Подобное признание ошеломляет настолько, что не сразу, а по прошествии какого-то времени невольно начинаешь задумываться: откуда это в нём? Но ведь самое интересное в этой картине - неполное количество действующих лиц. Наличие барина с одной стороны предполагает обязательное, непременное присутствие рядом холопа. Так кто же они, эти крестьяне и крестьянки из развалившейся близлежащей деревеньки, вчерашние колхозники разбежавшегося колхоза, те же конюхи из Михалковской конюшни, ухаживающие за лошадьми, та же повариха, готовящая и подающая на стол обеды, та же портомойка, те же косари на лугу в страдную пору сенокоса? А ведь кому, как не Никите Михалкову знать историю Руси, где испокон веков коса находила на камень, пугая непредсказуемостью русского бунта, ''бессмысленного и беспощадного''. Как же кардинально должна поменяться психология человека, причём не заурядного обывателя, а человека известного, популярного и талантливого. Как, когда и почему случился надлом внутреннего стержня? Не выдержал испытания славой? Ведь кем возомнил себя? Что же тогда остаётся говорить об ошалевших от роскоши новоявленных миллиардерах и их отпрысках, готовых заплатить любые деньги нотариусам и архивариусам, за не существовавшие никогда титулы и звания, позволяющие представляться им особами голубых кровей и белой кости, совершенно позабывших, в может и не знающих по скудоумию, что их предки, жившие в местечках, портные, разнокалиберные торгаши, провизоры и пр. в принципе никогда не могли быть удостоены царской милостью подобных посвящений.
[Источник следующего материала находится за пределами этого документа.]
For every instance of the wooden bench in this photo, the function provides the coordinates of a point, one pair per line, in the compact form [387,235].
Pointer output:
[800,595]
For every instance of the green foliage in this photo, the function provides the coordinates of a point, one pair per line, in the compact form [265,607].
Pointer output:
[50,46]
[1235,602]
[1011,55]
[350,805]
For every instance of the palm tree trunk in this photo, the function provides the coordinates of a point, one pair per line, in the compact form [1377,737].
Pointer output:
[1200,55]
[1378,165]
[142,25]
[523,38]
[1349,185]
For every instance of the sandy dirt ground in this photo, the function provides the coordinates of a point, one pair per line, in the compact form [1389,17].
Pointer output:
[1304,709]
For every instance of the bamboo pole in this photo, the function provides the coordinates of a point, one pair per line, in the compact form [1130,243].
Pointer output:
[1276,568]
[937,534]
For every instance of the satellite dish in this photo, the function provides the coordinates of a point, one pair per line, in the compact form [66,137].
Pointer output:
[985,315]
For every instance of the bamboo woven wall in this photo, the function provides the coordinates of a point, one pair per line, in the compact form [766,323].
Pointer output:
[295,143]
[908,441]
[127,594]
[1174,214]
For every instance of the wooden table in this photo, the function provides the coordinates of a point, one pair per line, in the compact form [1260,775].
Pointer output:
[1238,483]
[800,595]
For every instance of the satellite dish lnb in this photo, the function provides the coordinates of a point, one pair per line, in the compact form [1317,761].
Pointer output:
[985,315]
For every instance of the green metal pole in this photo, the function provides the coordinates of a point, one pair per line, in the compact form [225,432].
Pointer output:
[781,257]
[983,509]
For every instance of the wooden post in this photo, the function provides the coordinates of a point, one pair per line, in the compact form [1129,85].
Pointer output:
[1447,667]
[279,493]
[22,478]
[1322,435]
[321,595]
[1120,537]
Здесь, и сейчас, я считаю, уместным поговорить о человеке, который все свои титулы заработал трудом. Он не крестьянин и не рабочий от станка. Он мэтр советской и российской эстрады - Иосиф Кобзон. Всякий раз, когда он, усиленно молодящийся, выходит на эстраду, не знаю, как у кого, а у меня возникает вопрос: не пора ли на отдых, ведь эстрада не совсем то место, где можно и нужно похваляться своим почтенным возрастом. И всё становится на свои места, всё становится понятным, почему это происходит, стоит только хотя бы поверхностно ознакомиться с его творческой биографией.